- Born: 15 May 1957 (age 69) Mashhad, Iran
- Scientific career
- Fields: Spatial Planning, Governance, Environment and Sustainability, Polycentric Development
- Workplaces: Newcastle University

= Simin Davoudi =

Simin Davoudi FAcSS is Professor of Environmental Policy and Planning at Newcastle University. She is Past President of the Association of European Schools of Planning (AESOP) and, as coordinator of the Planning Research Network, advised the Department of Communities and Local Government on its research priorities until 2007. Currently, she is a member of the DCLG Expert Panel on Housing market and Planning, and is expert advisor for the DG Environment of European Commission for Urban Environment.

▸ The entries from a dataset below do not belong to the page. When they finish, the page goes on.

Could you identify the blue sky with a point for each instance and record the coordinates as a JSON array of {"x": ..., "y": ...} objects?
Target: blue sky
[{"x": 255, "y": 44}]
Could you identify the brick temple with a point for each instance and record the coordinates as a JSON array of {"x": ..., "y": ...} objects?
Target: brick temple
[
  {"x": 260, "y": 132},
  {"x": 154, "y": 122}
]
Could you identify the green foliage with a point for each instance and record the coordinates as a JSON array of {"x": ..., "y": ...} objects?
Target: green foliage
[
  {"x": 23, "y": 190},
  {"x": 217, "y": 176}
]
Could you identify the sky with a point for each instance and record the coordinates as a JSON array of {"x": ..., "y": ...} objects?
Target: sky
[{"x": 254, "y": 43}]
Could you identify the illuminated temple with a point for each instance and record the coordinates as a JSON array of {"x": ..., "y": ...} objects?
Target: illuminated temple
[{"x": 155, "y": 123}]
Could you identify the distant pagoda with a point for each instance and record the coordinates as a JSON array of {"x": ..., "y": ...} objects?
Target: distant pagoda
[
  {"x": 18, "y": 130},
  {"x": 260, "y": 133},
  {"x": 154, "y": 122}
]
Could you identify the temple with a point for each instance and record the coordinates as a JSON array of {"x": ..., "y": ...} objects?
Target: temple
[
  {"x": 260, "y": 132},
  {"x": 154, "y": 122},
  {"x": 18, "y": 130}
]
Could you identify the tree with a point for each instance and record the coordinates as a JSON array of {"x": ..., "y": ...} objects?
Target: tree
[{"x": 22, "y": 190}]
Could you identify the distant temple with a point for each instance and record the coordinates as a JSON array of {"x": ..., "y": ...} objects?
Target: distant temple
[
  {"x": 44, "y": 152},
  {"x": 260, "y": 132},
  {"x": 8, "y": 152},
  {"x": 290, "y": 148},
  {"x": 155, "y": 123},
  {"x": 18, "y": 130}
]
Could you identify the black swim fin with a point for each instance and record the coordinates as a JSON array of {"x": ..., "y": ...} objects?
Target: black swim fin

At Newcastle University, she is affiliated with School of Architecture, Planning and Landscape, Institute for Research on Environment and Sustainability, and Global Urban Research Unit.

==Career==
Simin has a degree in architecture (B.Arch, 1982) from Iran National University, Tehran. In 1988, she completed MPhil in Town and Country Planning at Newcastle University where she also worked as a Research Associate until 1996 while working as a part-time Planning Officer with Northumberland County Council. She was subsequently appointed as Lecturer at The Bartlett, University College London. In 2000, she became Professor of Planning and Environment, and Director of Centre for Urban Development and Environmental Management, at Leeds Metropolitan University. In 2006 she moved to Newcastle.

===Affiliations===
She is member of The Royal Town Planning Institute (RTPI), The Regional Studies Association (RSA), and The Town and Country Planning Association (TCPA). She is also the founding member of the Editorial team of the 21st Century Society: Journal of the Academy of Socials Sciences, at Academy of Social Sciences (AcSS).

===Distinguished positions===
- Wibaut Visiting Professor, Amsterdam Institute for Metropolitan and International Development Studies, University of Amsterdam, 2007
- Senior Vice-president, Association of European Schools of Planning (AESOP) 2006–07
- President, AESOP 2004–06
- Co-ordinator, Planning Research Network, advising Department of Communities and Local Government (DCLG), 2003–07

==Publications==
===Journal articles===
- Evidence-Based Planning: Rhetoric and Reality. DISP 2006, 165(2), 14–24.
- The evidence – policy interface in strategic waste planning for urban environments: the 'technical' and the 'social' dimensions. Environment and Planning C: Government and Policy 2006, 24(5), 681–700.
- (with Neil Evans) The challenge of governance in regional waste planning. Environment and Planning C: Governance and Policy 2005, 23(4), 493–517.
- Polycentricity in European Spatial Planning: From an Analytical Tool to a Normative Agenda. European Planning Studies 2003, 11(8), 979–999.

===Books and chapters===
- (with Strange, I.) (eds.) Conceptions of Space and Place in Strategic Spatial Planning, The RTPI Library Series, London: Routledge, 2009.
- Territorial Cohesion, European social model and spatial policy research. In: Faludi, A, ed. Territorial cohesion and European model of society. Cambridge, Mass: Lincoln Institute for Land Policy, 2007, pp. 81–104.
- (with Layard, A and Batty, S.) (eds.). Planning for a Sustainable Future. London: Spon, 2001.